Dr. Stone acknowledged certain limitations of the study, including its single-center design, "thus graft pricing and institutional overhead will likely vary among hospitals," he said. "In addition, we did not analyze DRG 237–remunerated EVAR with major complications, where costs may be higher yet. However, we nevertheless believe that the adjudicated financial costs presented here may reflect a similar trend in many institutions throughout the country for Medicare-remunerated EVAR."
He concluded his remarks by noting that the negative operating margin for Medicare-remunerated EVAR "is likely unsustainable. Surgeon awareness of price differential among grafts may allow for competitive negotiated pricing. Accordingly, we believe that EVAR as a high-value procedure must undergo care delivery redesign, reflecting cost restructuring with viable remuneration schemes in order for current practice to remain sustainable."

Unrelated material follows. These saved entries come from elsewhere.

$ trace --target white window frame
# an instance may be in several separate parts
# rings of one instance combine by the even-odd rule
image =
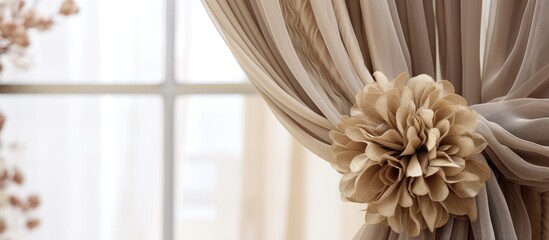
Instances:
[[[163,223],[164,240],[174,239],[175,182],[175,101],[193,94],[256,94],[249,83],[195,84],[178,83],[175,76],[176,0],[166,0],[166,47],[164,78],[158,84],[1,84],[0,94],[24,95],[156,95],[163,99]]]

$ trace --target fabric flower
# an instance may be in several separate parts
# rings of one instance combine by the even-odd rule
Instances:
[[[475,221],[474,197],[490,177],[476,112],[448,81],[374,76],[330,132],[342,198],[367,203],[367,223],[412,236],[449,216]]]

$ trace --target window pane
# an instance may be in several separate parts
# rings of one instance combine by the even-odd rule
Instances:
[[[244,96],[176,103],[176,239],[239,239]]]
[[[36,2],[53,14],[61,0]],[[28,70],[2,57],[0,82],[158,83],[165,66],[165,1],[77,1],[80,13],[31,31]]]
[[[177,1],[176,76],[185,83],[240,83],[244,72],[201,1]]]
[[[2,155],[42,204],[24,239],[162,236],[162,102],[153,96],[0,96]]]

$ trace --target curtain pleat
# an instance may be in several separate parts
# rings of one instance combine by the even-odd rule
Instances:
[[[549,1],[492,0],[488,12],[478,0],[203,2],[279,121],[325,160],[328,132],[376,71],[447,79],[479,113],[493,173],[478,219],[418,237],[365,225],[355,239],[549,235]]]
[[[410,56],[407,50],[402,49],[402,46],[406,47],[403,33],[395,26],[400,22],[393,18],[396,6],[390,3],[394,2],[361,0],[360,8],[372,60],[371,72],[380,71],[393,79],[403,72],[410,74],[407,63]]]
[[[486,39],[482,100],[509,93],[522,65],[536,1],[492,1]]]
[[[542,200],[542,222],[549,222],[549,192],[545,192],[541,196]],[[541,229],[541,239],[549,239],[549,224],[543,224]]]
[[[360,2],[356,0],[346,0],[346,8],[342,11],[348,12],[349,21],[353,26],[354,37],[356,38],[364,59],[364,66],[366,69],[372,68],[372,60],[370,59],[370,50],[368,47],[368,41],[366,41],[366,29],[364,28],[364,19],[362,18],[362,10],[360,8]],[[341,5],[341,1],[335,1],[335,5]],[[336,8],[342,9],[342,8]],[[341,16],[341,15],[340,15]],[[370,76],[369,82],[373,82],[374,79]]]
[[[436,74],[436,39],[433,1],[397,0],[397,15],[406,41],[410,46],[412,75]]]

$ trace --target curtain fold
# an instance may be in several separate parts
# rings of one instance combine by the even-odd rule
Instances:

Dr. Stone said that he had no relevant financial conflicts to disclose.
AT THE SVS ANNUAL MEETING
Major finding: In a study of DRG 238 remunerated EVAR, stent grafts accounted for 52% of the technical costs while institutional overhead costs accounted for the remaining 48%.
Data source: A retrospectively examination of the EVAR-associated technical costs, revenues, and resulting operating margins among 127 infrarenal EVARs performed at Dartmouth-Hitchcock Medical Center between April 2011 and March 2012.
Disclosures: Dr. Stone said that he had no relevant financial conflicts to disclose.